Fare un vino


A volte insieme al vino crescono le persone che lo fanno; è una sorta di maturazione parallela che porta a consolidare alcuni punti fermi. Il vino che versiamo nel bicchiere è il risultato della combinazione del pensiero dell’uomo con l’ambiente naturale. I cardini del pensiero del produttore di vino possono derivare da una dottrina, da una scuola, da una tradizione o da un pregiudizio; sicuramente derivano da una cultura. E più questa cultura sarà complessa, aperta e ricettiva, più i risultati saranno esaltanti.
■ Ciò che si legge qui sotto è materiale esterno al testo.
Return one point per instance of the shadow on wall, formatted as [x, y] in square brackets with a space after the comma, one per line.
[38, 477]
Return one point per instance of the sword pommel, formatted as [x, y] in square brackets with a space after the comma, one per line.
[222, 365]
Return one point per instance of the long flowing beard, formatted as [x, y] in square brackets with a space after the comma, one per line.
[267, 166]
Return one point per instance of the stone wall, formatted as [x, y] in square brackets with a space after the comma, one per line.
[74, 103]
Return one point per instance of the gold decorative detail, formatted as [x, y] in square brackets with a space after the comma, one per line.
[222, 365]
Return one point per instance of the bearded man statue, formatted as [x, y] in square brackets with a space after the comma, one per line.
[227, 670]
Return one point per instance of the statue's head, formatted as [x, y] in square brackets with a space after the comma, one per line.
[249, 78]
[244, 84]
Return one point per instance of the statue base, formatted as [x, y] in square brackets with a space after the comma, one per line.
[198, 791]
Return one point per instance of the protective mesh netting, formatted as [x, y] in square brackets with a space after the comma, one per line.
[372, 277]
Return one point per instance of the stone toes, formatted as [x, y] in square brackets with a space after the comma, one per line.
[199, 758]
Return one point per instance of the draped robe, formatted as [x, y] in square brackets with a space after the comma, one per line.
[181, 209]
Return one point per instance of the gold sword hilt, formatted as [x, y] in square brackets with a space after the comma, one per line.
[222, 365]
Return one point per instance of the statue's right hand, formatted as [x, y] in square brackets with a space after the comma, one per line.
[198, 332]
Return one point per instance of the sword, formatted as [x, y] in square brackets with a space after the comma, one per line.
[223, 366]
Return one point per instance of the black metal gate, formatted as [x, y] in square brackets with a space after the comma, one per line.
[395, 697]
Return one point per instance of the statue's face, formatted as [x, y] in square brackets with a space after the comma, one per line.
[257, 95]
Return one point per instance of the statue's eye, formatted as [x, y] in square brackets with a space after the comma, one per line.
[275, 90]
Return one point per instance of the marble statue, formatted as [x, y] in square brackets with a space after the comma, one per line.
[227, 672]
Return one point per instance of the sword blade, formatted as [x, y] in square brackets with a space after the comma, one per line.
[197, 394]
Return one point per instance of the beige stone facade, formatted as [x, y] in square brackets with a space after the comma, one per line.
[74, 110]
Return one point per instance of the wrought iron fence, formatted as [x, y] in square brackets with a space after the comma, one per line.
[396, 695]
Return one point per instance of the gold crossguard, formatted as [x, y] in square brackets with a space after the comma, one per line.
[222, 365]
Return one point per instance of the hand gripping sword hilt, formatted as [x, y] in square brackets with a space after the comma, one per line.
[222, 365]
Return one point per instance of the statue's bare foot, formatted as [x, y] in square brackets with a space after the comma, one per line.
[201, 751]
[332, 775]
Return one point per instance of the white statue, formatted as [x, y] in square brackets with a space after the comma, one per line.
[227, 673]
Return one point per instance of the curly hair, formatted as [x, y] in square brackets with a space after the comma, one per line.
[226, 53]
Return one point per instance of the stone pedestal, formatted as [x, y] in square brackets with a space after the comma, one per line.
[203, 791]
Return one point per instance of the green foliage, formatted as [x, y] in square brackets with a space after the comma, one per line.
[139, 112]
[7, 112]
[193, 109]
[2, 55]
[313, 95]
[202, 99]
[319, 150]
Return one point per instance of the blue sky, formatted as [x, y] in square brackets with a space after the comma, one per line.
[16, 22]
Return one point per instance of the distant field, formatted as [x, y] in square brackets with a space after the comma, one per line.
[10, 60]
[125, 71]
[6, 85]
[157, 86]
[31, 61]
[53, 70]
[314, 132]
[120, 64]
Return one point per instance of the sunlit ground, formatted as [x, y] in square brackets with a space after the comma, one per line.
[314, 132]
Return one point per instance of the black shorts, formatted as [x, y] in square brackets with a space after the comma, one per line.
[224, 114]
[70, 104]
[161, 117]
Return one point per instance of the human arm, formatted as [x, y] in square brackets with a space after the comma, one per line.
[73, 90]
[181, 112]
Metodo Luretta Quando una concezione quasi utopica dell’idea di vino, da perseguire a prescindere dalle condizioni, si incontra con un approccio pragmatico che sceglie la strada più adatta senza timore di sbagliare, succede che un sogno si possa avverare. Da più di trent’anni Luretta alleva le viti e produce il vino con un’impostazione inedita nella zona, che unisce diverse culture enologiche in una sintesi in continua evoluzione; reinterpretare il territorio è l’unico modo per tentare di avvicinarsi a quell’idea di vino.


Il metodo


L’esperienza ci ha insegnato che le condizioni naturali di crescita e sviluppo delle piante ne diminuiscono la produzione in quantità ma la rendono di qualità superiore. Per questo lasciamo incolto per tre anni il terreno in cui viene impiantata la vite, per darle la forza derivante dalla necessità di nutrirsi in una situazione competitiva con la vegetazione circostante. La totale assenza di concime e di irrigazione evitano che la pianta rimanga in superficie e fanno si che le radici si sviluppino verso il basso per trovare l’acqua. Il frutto di una pianta che non viene stressata per aumentare la produzione di uva è imperfetto, gli acini sul grappolo sono radi e più piccoli. Il vento si insinua negli spazi del grappolo spargolo evitando la formazione di muffe e parassiti e il conseguente utilizzo di prodotti chimici sistemici. Gli unici interventi dell’uomo sulle piante, riguardano la profilassi anti-parassitaria con zolfo e rame, trattamenti esterni che non si combinano con il frutto e non arrivano nel bicchiere.

Castello Momeliano Il metodo naturale, non inquina e non consuma acqua. Se normalmente si possono ottenere 120 q.li per ettaro, i vigneti Luretta ne producono 60. Non diminuisce il numero di piante per ettaro ma il numero di grappoli per pianta. Si potrebbe dire che ogni pianta produce una bottiglia. Da queste scelte severe e pragmatiche deriva il rispetto dei criteri dell’agricoltura biologica che viene sottoposto al controllo periodico dell’ICEA/AIAB (Associazione Italiana Agricoltura biologica) cod. oper. H821. I vini trascorrono il periodo di affinamento e invecchiamento in barriques di rovere di Allier nelle cantine del castello di Momeliano, in un ambiente vocato alla strutturazione del vino. I nostri metodi di vinificazione non sono rigidi, si adattano alle caratteristiche delle diverse annate.